En y regardant de plus près, il est donc facile de constater que l’impact des pêcheurs de loisir qui conservent des poissons, est bien dérisoire vis-à-vis de celui des dérivés industriels, agricoles et ménagers de notre société moderne.
Même si mathématiquement, un poisson prélevé par un pêcheur ne sera pas en mesure de se reproduire et manquera forcément dans le stock d’origine, ce n’est pas le facteur qui est à l’origine de la chute des populations de truites. C’est bel et bien la dégradation de la qualité de l’eau qui est la responsable de l’appauvrissement de nos cours d’eaux.
Empoisonnées, malades, trop salies pour pouvoir s’auto-épurer suffisamment, les eaux douces sont devenues inhabitables pour les salmonidés ou les thymalidés. Même si la nature a un fort pouvoir de régénération et permet à quelques uns de survivre et de se reproduire, ceci est insuffisant pour contrer les atteintes subies par les milieux aquatiques.

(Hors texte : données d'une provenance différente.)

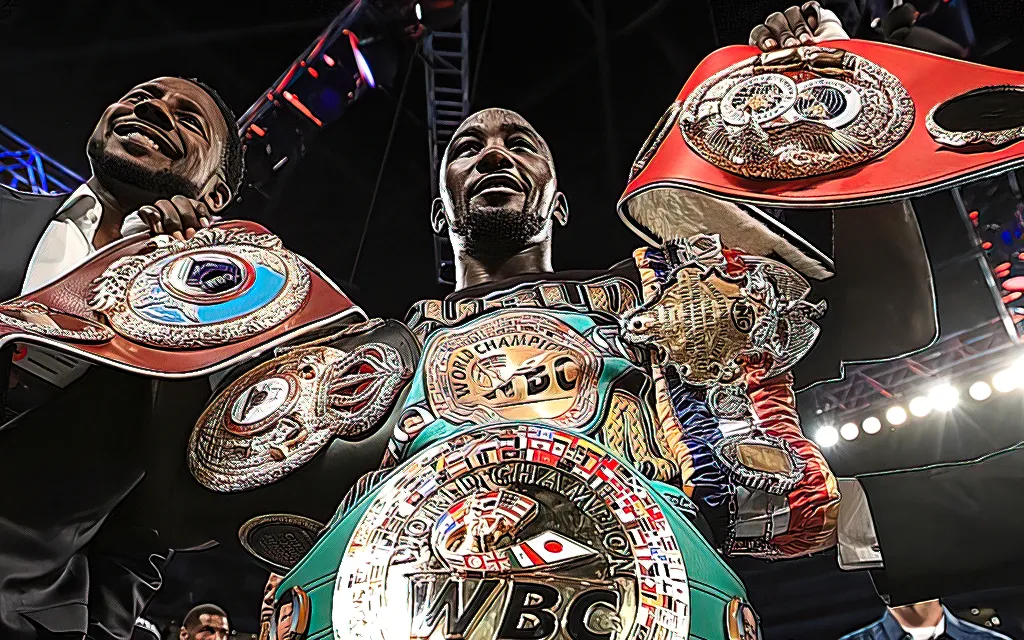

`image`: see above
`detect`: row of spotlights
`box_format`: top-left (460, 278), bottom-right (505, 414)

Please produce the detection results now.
top-left (814, 357), bottom-right (1024, 448)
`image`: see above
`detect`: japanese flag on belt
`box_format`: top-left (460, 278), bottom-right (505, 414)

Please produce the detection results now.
top-left (510, 531), bottom-right (597, 568)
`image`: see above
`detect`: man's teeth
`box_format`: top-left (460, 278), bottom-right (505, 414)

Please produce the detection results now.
top-left (125, 131), bottom-right (160, 151)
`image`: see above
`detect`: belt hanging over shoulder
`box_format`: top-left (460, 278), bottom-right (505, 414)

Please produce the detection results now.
top-left (405, 276), bottom-right (642, 342)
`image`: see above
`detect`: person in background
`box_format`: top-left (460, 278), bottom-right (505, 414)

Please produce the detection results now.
top-left (0, 76), bottom-right (244, 640)
top-left (840, 599), bottom-right (1012, 640)
top-left (178, 604), bottom-right (230, 640)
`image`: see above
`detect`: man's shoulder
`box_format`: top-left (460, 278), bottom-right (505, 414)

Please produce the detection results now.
top-left (946, 615), bottom-right (1014, 639)
top-left (0, 183), bottom-right (69, 216)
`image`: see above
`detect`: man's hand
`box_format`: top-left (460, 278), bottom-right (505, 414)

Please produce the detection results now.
top-left (136, 195), bottom-right (211, 241)
top-left (749, 2), bottom-right (849, 52)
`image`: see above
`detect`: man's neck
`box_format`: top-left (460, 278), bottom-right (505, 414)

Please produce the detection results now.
top-left (85, 175), bottom-right (131, 250)
top-left (454, 242), bottom-right (554, 291)
top-left (889, 600), bottom-right (944, 630)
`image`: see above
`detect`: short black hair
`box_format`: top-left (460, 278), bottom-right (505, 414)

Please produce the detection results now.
top-left (184, 78), bottom-right (244, 197)
top-left (182, 603), bottom-right (229, 632)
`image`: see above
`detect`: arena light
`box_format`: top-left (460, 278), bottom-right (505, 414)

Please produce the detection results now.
top-left (969, 380), bottom-right (993, 401)
top-left (815, 425), bottom-right (839, 448)
top-left (862, 416), bottom-right (882, 434)
top-left (927, 383), bottom-right (959, 412)
top-left (908, 395), bottom-right (932, 418)
top-left (840, 422), bottom-right (859, 441)
top-left (886, 405), bottom-right (908, 426)
top-left (344, 29), bottom-right (376, 88)
top-left (992, 368), bottom-right (1018, 393)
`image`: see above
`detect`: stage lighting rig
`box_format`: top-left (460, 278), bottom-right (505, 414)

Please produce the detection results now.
top-left (815, 425), bottom-right (839, 448)
top-left (0, 124), bottom-right (84, 195)
top-left (908, 395), bottom-right (932, 418)
top-left (969, 380), bottom-right (993, 401)
top-left (840, 422), bottom-right (859, 441)
top-left (235, 0), bottom-right (467, 208)
top-left (927, 383), bottom-right (959, 412)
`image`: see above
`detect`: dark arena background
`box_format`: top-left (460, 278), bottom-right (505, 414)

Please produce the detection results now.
top-left (3, 0), bottom-right (1024, 638)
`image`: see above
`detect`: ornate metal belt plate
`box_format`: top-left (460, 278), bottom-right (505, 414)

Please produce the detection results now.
top-left (239, 513), bottom-right (325, 572)
top-left (679, 46), bottom-right (914, 180)
top-left (423, 311), bottom-right (602, 428)
top-left (89, 227), bottom-right (310, 349)
top-left (713, 433), bottom-right (806, 495)
top-left (626, 264), bottom-right (767, 386)
top-left (189, 342), bottom-right (407, 492)
top-left (333, 424), bottom-right (690, 640)
top-left (622, 235), bottom-right (824, 391)
top-left (0, 301), bottom-right (113, 343)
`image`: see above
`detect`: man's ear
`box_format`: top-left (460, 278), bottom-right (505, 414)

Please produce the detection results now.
top-left (552, 192), bottom-right (569, 227)
top-left (179, 626), bottom-right (188, 640)
top-left (430, 197), bottom-right (449, 235)
top-left (199, 175), bottom-right (233, 213)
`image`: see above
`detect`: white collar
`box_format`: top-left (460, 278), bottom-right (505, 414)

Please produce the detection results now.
top-left (903, 616), bottom-right (946, 640)
top-left (55, 183), bottom-right (104, 246)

Je n’aborde même pas le problème du réchauffement climatique et des sécheresses que subissent nos cours d’eau. Des phénomènes qui amplifient la raréfaction des salmonidés sur certains cours d’eau et lacs.
Que faut-il faire ?
Avant de vouloir mettre en place une réglementation pêche plus restrictive, des parcours sans tuer, des réserves, des tirs sélectifs sur les oiseaux piscivores, il serait bien plus approprié et judicieux de lutter contre toutes les agressions d’origine humaine qui assassinent à petit feu nos rivières et nos lacs. Pour obtenir une capacité d’accueil maximale pour les salmonidés, la restauration des zones de frayères, l’entretien des berges, la restauration des haies, des fossés, des zones humides doivent être mis en oeuvre.
Bien sûr, la lutte contre toute forme de pollution est évidemment indispensable et même prioritaire si l’on veut espérer un jour retrouver les rivières de nos grands parents. Un défi immense que malheureusement j’ai bien peur que nous ne puissions gagner. Et c’est bien triste.